精白、漂白していない丸麦や押麦は、ビタミンB1、Eの王様で、脚気の予防だけでなく、健康保持や神経活動を助け、脳の働きを助ける優秀食品なのです。大麦のタンパク質の中で特色のあるものはホルディンで、その他アルブミンやグロブリンなども含まれ、これも小麦と同様にグルタミン酸を多く持っていますから、頭脳のためにもよい食物となる訳です。また、繊維やフィチンも含むため、便通もよくなり、高血圧を予防し、細胞に活力をつけます。

大麦は白米に比べて消化が早く、米飯五十グラムは消化に一時間半かかりますが、同じ時間に麦飯は百グラムも消化されます。
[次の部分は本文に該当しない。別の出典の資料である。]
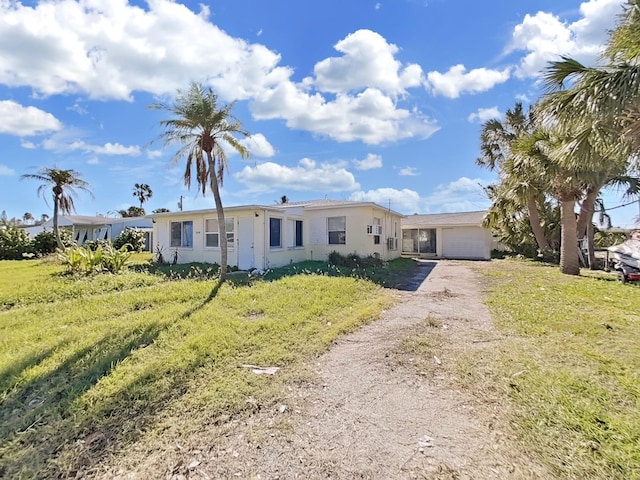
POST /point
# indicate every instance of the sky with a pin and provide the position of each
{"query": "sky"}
(362, 100)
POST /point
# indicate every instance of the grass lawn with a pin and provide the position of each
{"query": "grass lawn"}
(570, 366)
(90, 365)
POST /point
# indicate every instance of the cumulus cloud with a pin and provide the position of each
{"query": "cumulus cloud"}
(545, 36)
(258, 146)
(6, 171)
(369, 116)
(484, 114)
(457, 80)
(368, 61)
(463, 194)
(308, 175)
(409, 172)
(25, 121)
(402, 201)
(369, 163)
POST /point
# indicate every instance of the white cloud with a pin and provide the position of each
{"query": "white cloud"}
(370, 116)
(409, 172)
(463, 194)
(6, 171)
(368, 61)
(457, 80)
(258, 146)
(402, 201)
(484, 114)
(307, 176)
(25, 121)
(546, 37)
(369, 163)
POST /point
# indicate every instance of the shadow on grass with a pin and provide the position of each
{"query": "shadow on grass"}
(37, 418)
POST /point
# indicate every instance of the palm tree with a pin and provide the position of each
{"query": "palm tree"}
(495, 147)
(143, 192)
(203, 129)
(63, 184)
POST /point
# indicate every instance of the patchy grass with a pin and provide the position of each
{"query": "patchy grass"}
(570, 366)
(89, 367)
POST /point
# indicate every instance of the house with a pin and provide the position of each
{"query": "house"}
(262, 237)
(87, 228)
(447, 235)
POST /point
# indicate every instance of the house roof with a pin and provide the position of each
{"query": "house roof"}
(459, 219)
(328, 203)
(311, 205)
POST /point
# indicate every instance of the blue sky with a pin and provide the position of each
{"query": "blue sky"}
(378, 101)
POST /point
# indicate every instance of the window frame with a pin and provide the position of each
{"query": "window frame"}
(184, 234)
(343, 231)
(273, 246)
(231, 238)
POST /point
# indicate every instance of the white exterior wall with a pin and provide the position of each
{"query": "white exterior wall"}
(357, 239)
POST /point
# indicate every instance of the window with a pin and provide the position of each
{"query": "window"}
(212, 232)
(337, 228)
(182, 234)
(275, 232)
(295, 234)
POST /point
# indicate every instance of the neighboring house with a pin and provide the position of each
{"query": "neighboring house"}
(447, 235)
(263, 237)
(86, 228)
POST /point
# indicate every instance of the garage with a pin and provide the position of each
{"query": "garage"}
(464, 242)
(446, 235)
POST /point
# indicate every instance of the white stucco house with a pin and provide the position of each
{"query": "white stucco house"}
(447, 235)
(262, 237)
(87, 228)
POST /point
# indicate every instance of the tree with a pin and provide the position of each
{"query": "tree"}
(203, 128)
(496, 140)
(132, 211)
(63, 185)
(143, 192)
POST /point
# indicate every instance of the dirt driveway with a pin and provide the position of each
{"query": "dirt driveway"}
(377, 409)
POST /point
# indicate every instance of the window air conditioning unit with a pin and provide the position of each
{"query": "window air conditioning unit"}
(374, 229)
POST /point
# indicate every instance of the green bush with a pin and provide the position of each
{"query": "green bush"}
(105, 258)
(14, 242)
(131, 237)
(44, 243)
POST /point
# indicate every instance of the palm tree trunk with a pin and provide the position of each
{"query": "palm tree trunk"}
(590, 247)
(585, 217)
(222, 228)
(536, 225)
(56, 230)
(569, 264)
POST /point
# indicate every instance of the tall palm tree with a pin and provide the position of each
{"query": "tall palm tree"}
(63, 185)
(204, 128)
(495, 146)
(143, 192)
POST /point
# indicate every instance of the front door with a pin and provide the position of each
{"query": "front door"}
(245, 243)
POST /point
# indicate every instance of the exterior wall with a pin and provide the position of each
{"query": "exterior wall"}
(472, 235)
(357, 239)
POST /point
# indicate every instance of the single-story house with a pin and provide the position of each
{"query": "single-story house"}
(447, 235)
(87, 228)
(262, 237)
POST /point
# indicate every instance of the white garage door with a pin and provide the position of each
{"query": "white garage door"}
(464, 242)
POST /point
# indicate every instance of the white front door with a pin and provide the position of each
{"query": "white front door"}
(246, 259)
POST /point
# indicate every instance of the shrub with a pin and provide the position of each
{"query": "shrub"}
(14, 242)
(131, 237)
(83, 260)
(44, 243)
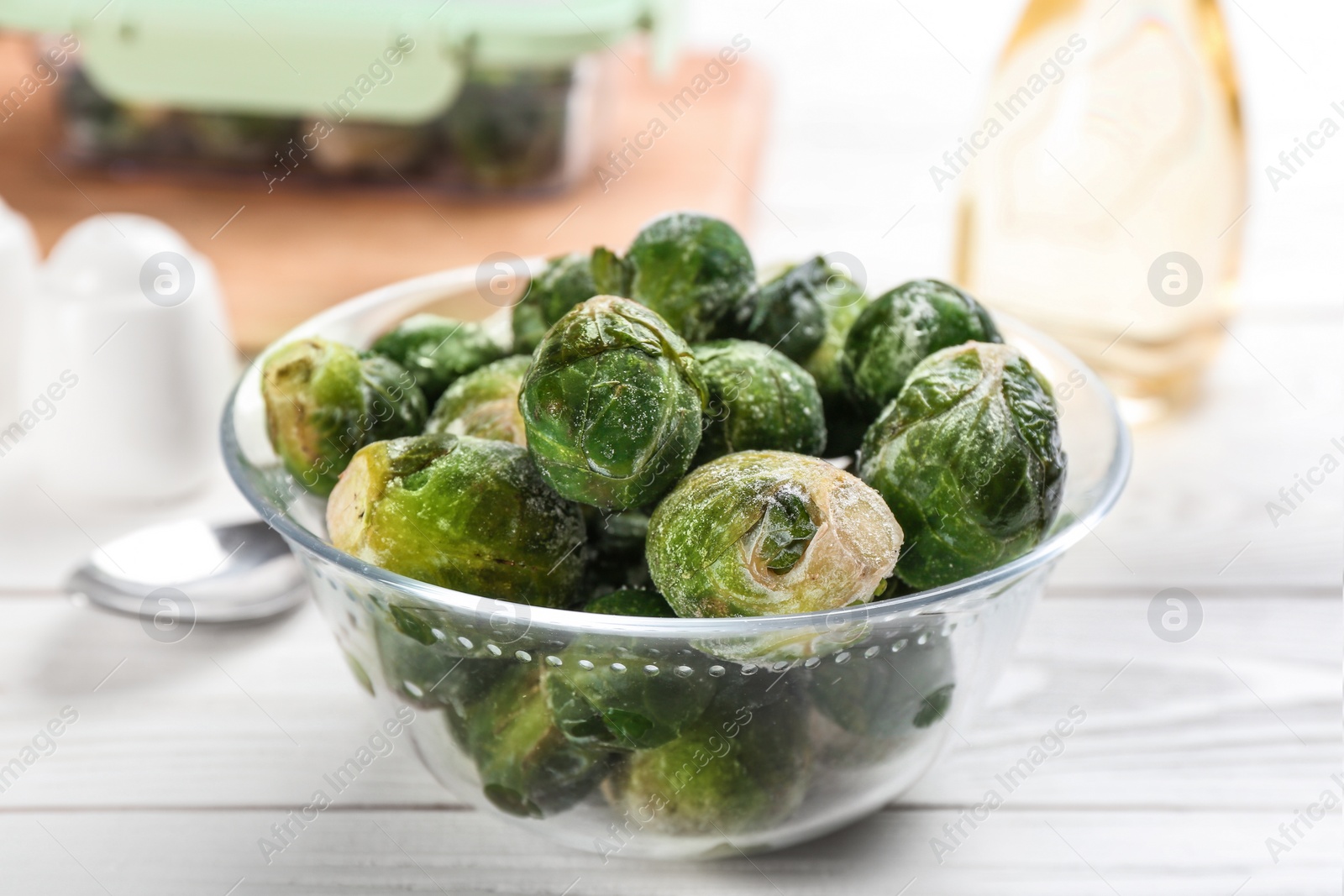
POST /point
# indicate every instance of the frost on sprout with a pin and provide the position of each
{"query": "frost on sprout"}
(969, 459)
(764, 532)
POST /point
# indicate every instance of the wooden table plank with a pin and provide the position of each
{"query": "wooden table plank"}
(1032, 853)
(255, 716)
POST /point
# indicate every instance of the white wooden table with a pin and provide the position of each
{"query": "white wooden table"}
(1193, 754)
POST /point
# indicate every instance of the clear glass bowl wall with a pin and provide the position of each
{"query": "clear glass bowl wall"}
(806, 721)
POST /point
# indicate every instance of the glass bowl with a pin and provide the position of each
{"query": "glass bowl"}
(671, 738)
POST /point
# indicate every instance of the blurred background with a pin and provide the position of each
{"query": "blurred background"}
(1167, 199)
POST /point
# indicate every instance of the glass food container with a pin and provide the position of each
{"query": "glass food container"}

麦はタンパク質も脂肪も優れていて、特に胚芽の部分にビタミンEが多く含まれています。そのため、若返りの特効薬として胚芽油などが高く売られたりしていますが、大麦や小麦そのものを食べると、これらの他にも分析されない未知の成分が沢山含まれているので、調和よく、無理なく消化吸収されて、体の栄養となってくれるのです。ここにも、見えない自然の力の素晴らしさを感じます。

白米を食べ慣れた人が、いきなり玄米食に切り替えるのが難しいときには麦を混ぜたり、粟、ひえ、きびなどの雑穀を混ぜたりして徐々によりよいものにしていくことをお薦めします。そして摺りゴマのふりかけをいつも作っておき、ご飯にかけて食べるようにすれば、日頃の疲れ方も違ってくるでしょう。